To prove my point, let us look at some of the episodes where Jake shone. First up, "Valiant". In this episode, Jake and Nog find themselves being rescued by an elite group of Starfleet cadets called Red Squad behind enemy lines. Red Squad is without any adult supervision, and are taking the fight to the Dominion. Nog gets caught up in the romance and euphoria of the adventure and joins in. Jake, on the other hand, becomes suspicious of the behavior of these youth. He became the one who took a stand and was the lone voice of reason. In this episode, Jake learned to stand on his own, even against his best friend for a time.

Next up, "Nor the Battle to the Strong". Here is one of Star Trek's finest episodes about the reality of war. So often when we see war episodes, the show focuses on characters that the majority of us will never be. It shows soldiers who bravely stand their ground against insurmountable odds. Some of those will fall, and some will miraculously survive, and quite often there will be fear that is dealt with bravely. If you had served in the military and seen active duty, you know that such portrayals are often glamorized. In this episode, Jake represents all of us. Thrust into a combat situation, initially he is excited to see the war up close and personal. As the realities slammed into Jake, he found himself like I imagine most of us would be in a similar situation: scared like never before. Whereas his father, or Worf, or O'Brien would have steeled themselves and gotten through it, Jake lacked the training, and found himself overwhelmed. At a crucial moment, Jake panicked and ran. After realizing that he was scared, and thinking himself a coward, he goes on a true coming-of-age journey. Seeing the worst of war up close and first-hand, he acts just like any of us would act. Near the end of the ordeal, he once again acts out of sheer desperation. This time, however, his actions inadvertently save lives, and he is deemed a hero. His whole reason for being in this predicament was so he could write a story, originally on Dr. Bashir, later hoping for a glorious tale of battle and victory, and eventually about the truth. That war scares him. That he is not a brave soldier. That people die and it is not romantic or glories, but gory and terrifying. The impressive thing to me is that Jake could have written the story any way he wanted, as he was the sole witness for most of it. He chose to write the truth, which to me showed integrity and maturity beyond Jake's years. His father, upon reading what Jake had wrote, confessed that anyone who had seen battle would have recognized themselves in his article.

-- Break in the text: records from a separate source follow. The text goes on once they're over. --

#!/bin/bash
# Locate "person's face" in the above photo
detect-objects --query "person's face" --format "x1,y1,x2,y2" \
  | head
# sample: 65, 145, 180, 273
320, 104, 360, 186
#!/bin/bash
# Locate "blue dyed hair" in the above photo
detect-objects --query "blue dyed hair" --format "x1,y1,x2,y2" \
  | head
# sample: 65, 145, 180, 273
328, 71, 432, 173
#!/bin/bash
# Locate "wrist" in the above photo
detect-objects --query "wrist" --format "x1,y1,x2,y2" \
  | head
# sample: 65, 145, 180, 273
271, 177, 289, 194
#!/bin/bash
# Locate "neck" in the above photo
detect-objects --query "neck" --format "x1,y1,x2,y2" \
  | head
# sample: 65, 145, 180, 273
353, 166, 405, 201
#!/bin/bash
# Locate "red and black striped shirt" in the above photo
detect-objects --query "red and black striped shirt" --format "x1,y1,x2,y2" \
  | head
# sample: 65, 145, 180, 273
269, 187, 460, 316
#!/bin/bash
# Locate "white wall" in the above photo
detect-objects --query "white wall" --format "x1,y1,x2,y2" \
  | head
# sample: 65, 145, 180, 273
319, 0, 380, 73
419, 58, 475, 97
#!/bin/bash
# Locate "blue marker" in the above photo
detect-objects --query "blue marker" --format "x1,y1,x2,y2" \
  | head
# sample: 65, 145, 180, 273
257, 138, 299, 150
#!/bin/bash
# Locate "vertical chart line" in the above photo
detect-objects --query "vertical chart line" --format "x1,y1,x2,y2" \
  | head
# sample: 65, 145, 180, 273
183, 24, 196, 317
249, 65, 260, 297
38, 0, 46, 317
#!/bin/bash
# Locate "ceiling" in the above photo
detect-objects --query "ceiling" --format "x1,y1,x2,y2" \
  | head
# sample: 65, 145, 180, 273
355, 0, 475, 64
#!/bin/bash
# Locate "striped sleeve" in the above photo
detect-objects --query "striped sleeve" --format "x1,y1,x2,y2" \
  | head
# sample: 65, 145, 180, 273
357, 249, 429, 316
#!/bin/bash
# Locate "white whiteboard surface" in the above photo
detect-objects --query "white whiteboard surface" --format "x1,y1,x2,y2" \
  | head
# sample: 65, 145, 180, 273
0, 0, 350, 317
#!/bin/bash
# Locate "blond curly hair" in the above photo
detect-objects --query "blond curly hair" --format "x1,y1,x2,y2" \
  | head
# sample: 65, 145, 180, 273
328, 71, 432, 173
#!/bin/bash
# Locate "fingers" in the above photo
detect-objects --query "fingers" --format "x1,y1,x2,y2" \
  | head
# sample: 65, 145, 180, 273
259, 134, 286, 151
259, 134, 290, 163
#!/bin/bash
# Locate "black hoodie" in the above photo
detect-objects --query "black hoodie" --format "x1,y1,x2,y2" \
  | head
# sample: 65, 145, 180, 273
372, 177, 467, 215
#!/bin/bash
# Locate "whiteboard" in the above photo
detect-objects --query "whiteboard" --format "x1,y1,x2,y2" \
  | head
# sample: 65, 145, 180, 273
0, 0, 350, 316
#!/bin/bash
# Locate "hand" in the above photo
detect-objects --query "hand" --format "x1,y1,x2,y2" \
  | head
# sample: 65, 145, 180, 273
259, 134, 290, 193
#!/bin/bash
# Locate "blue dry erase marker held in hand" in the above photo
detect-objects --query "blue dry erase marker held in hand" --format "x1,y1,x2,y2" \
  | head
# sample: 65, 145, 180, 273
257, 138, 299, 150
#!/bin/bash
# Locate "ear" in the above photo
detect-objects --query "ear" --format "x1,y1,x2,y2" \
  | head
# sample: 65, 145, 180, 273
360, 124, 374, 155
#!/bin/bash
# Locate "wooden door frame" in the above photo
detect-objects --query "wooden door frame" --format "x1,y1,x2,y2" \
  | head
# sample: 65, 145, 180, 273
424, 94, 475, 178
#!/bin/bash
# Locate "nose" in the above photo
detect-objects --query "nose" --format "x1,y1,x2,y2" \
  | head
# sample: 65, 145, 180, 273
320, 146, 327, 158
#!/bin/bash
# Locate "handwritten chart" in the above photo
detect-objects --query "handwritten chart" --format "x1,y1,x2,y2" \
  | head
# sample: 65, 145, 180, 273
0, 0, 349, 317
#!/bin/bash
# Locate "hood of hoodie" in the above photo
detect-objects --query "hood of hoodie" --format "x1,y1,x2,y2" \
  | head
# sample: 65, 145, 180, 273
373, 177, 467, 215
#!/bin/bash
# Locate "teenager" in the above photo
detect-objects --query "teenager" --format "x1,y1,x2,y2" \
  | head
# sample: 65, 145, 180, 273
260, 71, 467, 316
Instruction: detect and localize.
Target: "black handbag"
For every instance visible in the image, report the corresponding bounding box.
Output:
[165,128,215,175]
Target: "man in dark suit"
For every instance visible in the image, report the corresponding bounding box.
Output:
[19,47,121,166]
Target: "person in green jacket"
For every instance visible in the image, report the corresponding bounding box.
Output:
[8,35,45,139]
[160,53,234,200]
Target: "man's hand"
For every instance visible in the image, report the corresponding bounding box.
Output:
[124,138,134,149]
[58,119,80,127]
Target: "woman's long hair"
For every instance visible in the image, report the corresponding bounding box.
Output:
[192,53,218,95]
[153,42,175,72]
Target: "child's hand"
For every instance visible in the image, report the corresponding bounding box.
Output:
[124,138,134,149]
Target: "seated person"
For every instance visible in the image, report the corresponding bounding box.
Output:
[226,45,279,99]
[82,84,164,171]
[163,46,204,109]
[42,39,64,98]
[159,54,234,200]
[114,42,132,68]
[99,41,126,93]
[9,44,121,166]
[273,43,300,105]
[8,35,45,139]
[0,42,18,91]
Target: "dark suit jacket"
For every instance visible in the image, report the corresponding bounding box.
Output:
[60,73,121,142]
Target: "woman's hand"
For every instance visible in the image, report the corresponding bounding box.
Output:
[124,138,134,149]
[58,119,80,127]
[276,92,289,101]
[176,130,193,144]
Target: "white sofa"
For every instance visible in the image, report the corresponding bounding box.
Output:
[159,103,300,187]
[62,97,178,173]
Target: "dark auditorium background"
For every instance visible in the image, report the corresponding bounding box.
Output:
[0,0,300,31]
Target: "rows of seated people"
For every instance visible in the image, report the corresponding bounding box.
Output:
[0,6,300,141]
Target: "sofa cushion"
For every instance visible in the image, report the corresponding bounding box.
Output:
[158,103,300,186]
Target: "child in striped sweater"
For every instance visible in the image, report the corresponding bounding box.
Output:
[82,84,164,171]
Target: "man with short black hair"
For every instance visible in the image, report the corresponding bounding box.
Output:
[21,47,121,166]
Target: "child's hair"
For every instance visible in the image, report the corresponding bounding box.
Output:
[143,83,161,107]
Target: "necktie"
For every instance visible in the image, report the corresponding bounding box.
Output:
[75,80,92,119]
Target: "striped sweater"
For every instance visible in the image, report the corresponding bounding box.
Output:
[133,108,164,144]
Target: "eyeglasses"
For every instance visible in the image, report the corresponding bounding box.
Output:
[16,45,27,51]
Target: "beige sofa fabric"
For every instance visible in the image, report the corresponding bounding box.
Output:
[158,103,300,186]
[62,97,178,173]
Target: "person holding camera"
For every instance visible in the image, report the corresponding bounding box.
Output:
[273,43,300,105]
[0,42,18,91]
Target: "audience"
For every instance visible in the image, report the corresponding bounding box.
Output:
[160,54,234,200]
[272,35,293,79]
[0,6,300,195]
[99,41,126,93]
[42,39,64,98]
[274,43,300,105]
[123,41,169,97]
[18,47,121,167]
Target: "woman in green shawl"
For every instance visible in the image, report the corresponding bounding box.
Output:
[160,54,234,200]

Finally, there is the classic episode entitled "The Visitor". When I am asked about my favourite episode of Star Trek, this is the one I talk about. Heck, when I am asked about my favourite story and television episode period, this is one I talk about. An accident kills Ben Sisko, and Jake is now left a true orphan. While he moves on with his life, he soon discovers that his father is not truly dead, but caught in a temporal inversion, reappearing to Jake seemingly at random. Over the next several decades, Jake strives to save his father. It is in this episode that the real love that Jake has for his father is trumpeted the loudest. The emotional heartstrings are plucked expertly as we witness this young man, and soon to be older Jake Sisko sacrifice so much to bring his father back, even willing to sacrifice everything for one last chance to be reunited. Powerful performances are given by both Cirroc Lofton and Tony Todd as the adult Jake Sisko. This gem of an episode has been lauded by fans and critics alike as one of the greatest Trek episodes of all time, and it's a Jake episode.

So I tip my hat to the boy we watched grow up in Star Trek: Deep Space Nine. No, I do not think that Jake will ever be decreed as the greatest character in Trek history. I doubt he would crack the Top 10. For me, Jake Sisko will hold a special place in my heart, not for being the bravest, the boldest, the smartest, or the funniest, but for being the most human.